Dear Megha is a 2021 Indian Telugu-language romantic drama film directed by Sushanth Reddy. Produced by Arjun Dasyan under Vedaansh Creative Works, the film stars Megha Akash, Adith Arun and Arjun Somayajula. A remake of 2020 Kannada film Dia, the plot follows the triangular love story. The film was released on 3 September 2021.

==Plot==
Megha takes three years to confess her feelings to Arjun but he dies in a terrible accident. Later, when she begins a new life with Aadi, she finds out that Arjun is still alive.

== Cast ==

- Megha Akash as Megha Swaroop "Soup"
- Adith Arun as Aadi
- Arjun Somayajula as Arjun
- Pavitra Lokesh as Aadi's mother
- Ananda Chakrapani as Megha's father

== Production ==
The film was launched with a muhurat shot on 10 December 2020. The film was shot at various locations including Gateway of India in Mumbai, and Pernem railway station in Pernem (Goa). Filming was done for four days, at Pernem railway station.

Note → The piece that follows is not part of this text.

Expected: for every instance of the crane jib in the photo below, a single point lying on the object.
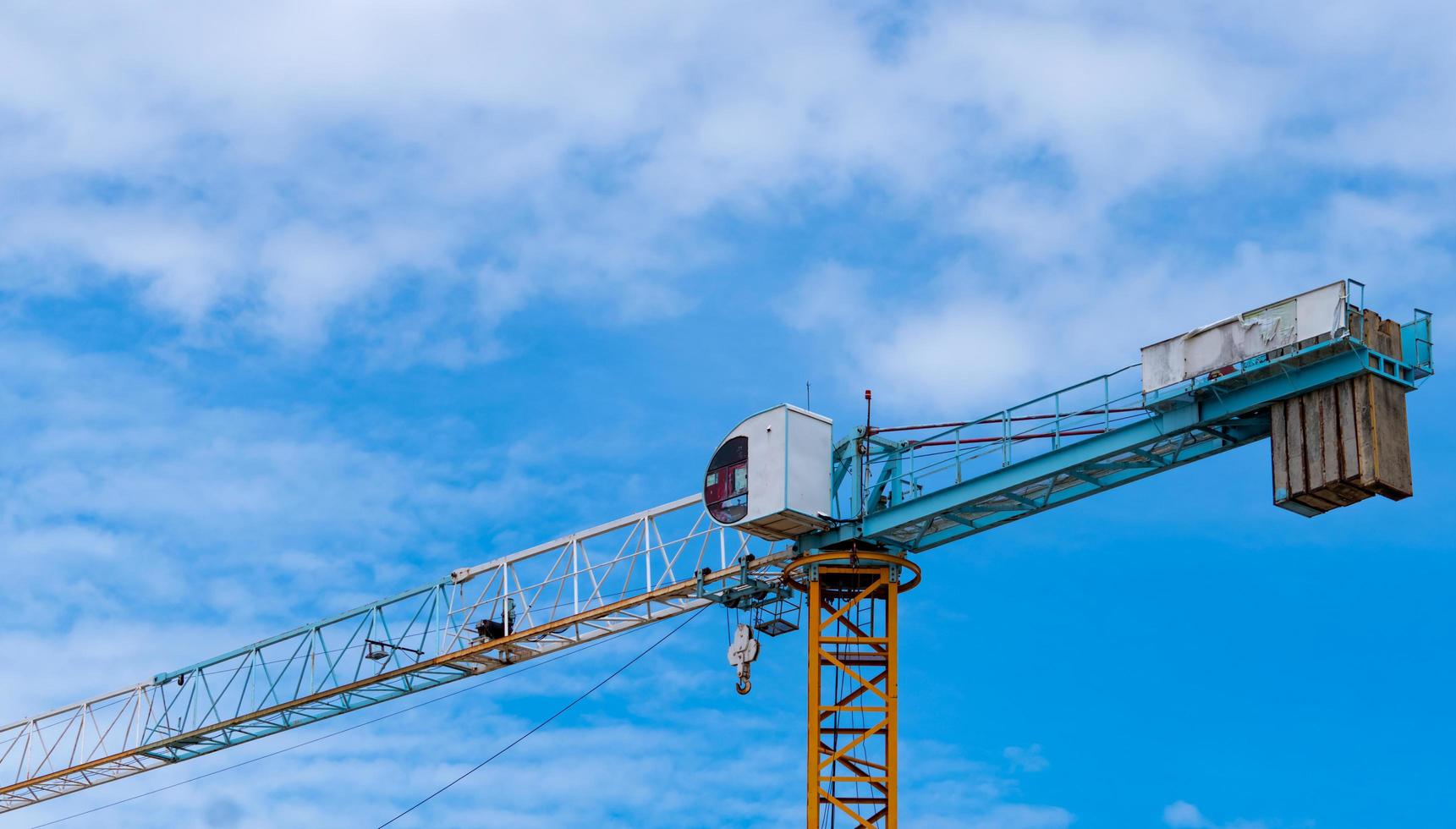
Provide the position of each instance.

The entire filming was done in 28 days and was wrapped up in February 2021. Pavitra Lokesh reprised her role from the original version.

== Soundtrack ==
The first single "Aamani Unte" was released on 16 July 2021. Prakash Pecheti of Telangana Today wrote that "Sid Sriram’s voice and music director Gowra Hari’s rendition would probably be the best work that a film like ‘Dear Megha’ could get."

Track list
| No. | Title | Singer(s) | Length |
|---|---|---|---|
| 1. | "Aamani Unte" | Anurag Kulkarni | 4:09 |
| 2. | "Bagundhi Ee Kaalame" | Sid Sriram | 4:09 |
| 3. | "Chusa Ninu Chusa" | Sahithi | 00:15 |
| 4. | "Gundello Kanneeti Megham" | Harini |  |
| 5. | "Kashtam Vasthe Nake" | Gowra Hari |  |

== Release ==
In August 2021, The Hans India reported that the film will be released directly on the over-the-top media service. Later, it was announced that the film would release in theatres on 3 September 2021.

== Reception ==
Thadhagath Pathi of The Times of India gave a rating of 3 out of 5 and felt that the film is a faithful remake of its original. He added "Dear Megha is a well-shot film that’ll leave you disturbed – just what the makers intended. But how fair is it really to not delve further into Megha's life is a question the audience can answer." In contrast, Murali Krishna CH felt that film is not so efficient remake of Dia. He praised Megha's acting performance and film score. The Hindu's Y Sunita Chowdhary commented that the film was neither great nor bad.